Salt Lake City’s luxury threshold is $1,247,767, essentially at the national benchmark and 24% below Providence’s. Despite its reputation as one of the fastest-growing technology economies in the country, the Wasatch Front has not yet produced the same luxury price stratification seen in other major tech metros.
That gap is a relatively recent development. Through much of the pandemic era, the two markets tracked closely, and by mid-2022, their luxury entry points had converged to within $45,000 of each other. The divergence that followed is largely a function of shifts in buyer composition in response to markedly different supply trends and new construction activity in the Salt Lake City metro.
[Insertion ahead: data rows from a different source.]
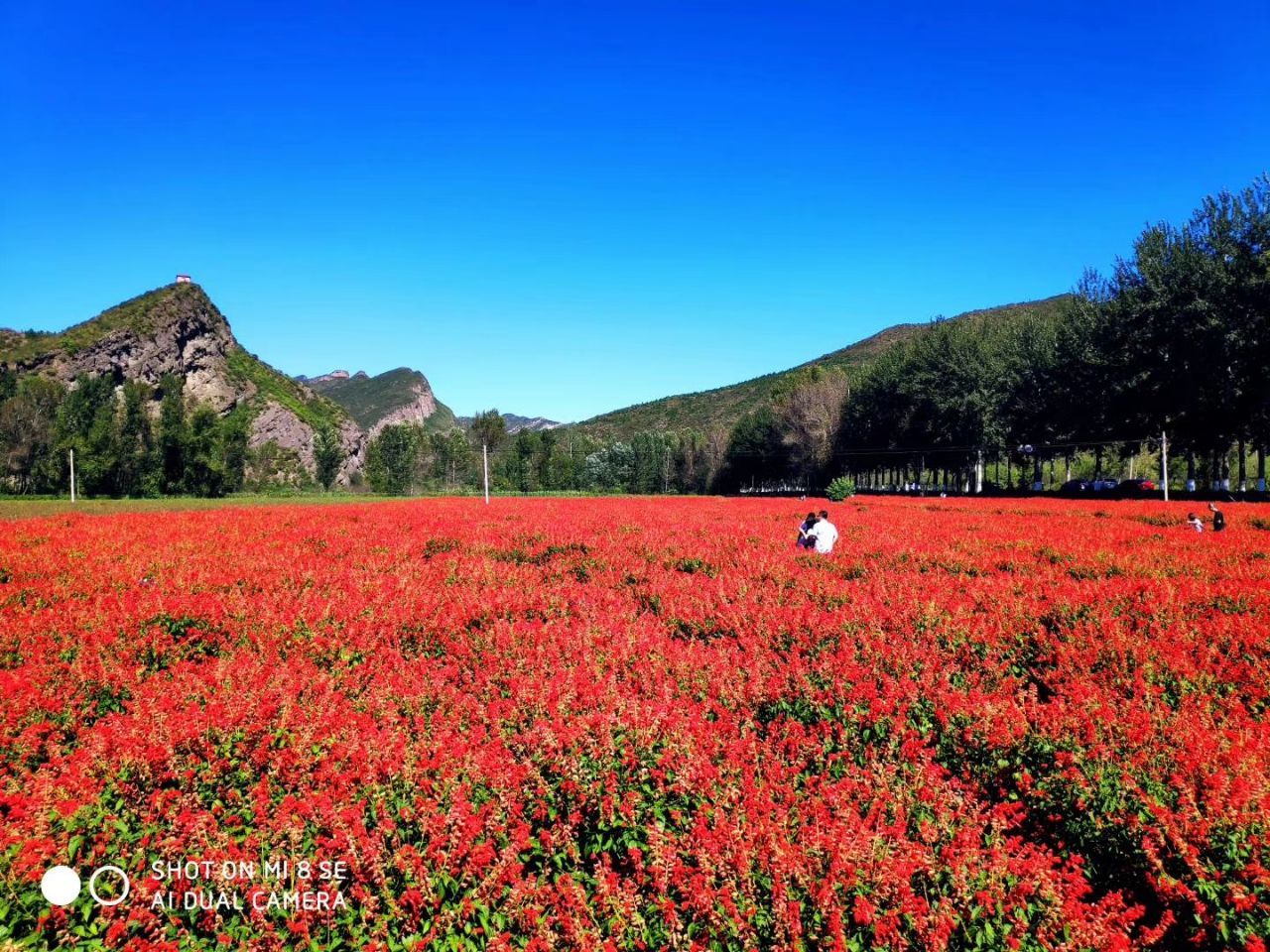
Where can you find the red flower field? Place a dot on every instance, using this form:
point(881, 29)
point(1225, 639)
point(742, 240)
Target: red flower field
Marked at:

Salt Lake City’s luxury market showed greater rate sensitivity when mortgage costs climbed through 2022. Transaction-level financing data is unavailable for Utah, a non-disclosure state, but the market’s price trajectory gives some insight. Unlike Providence, where coastal geography and historic preservation districts cap new development, Salt Lake City has meaningful room to build, with developable land to the south and west of the metro supporting a continued pipeline of new construction. As the 30-year mortgage rate crossed 5% in April 2022, then 6% by September, and 7% by October, the buyer pool contracted. Salt Lake City, with that supply capacity available, experienced the price recalibration typical of supply-elastic markets. Within months of that rate climb, the gap between the two metros had widened to nearly $180,000, with Salt Lake City pulling back toward the national benchmark, where it has since remained.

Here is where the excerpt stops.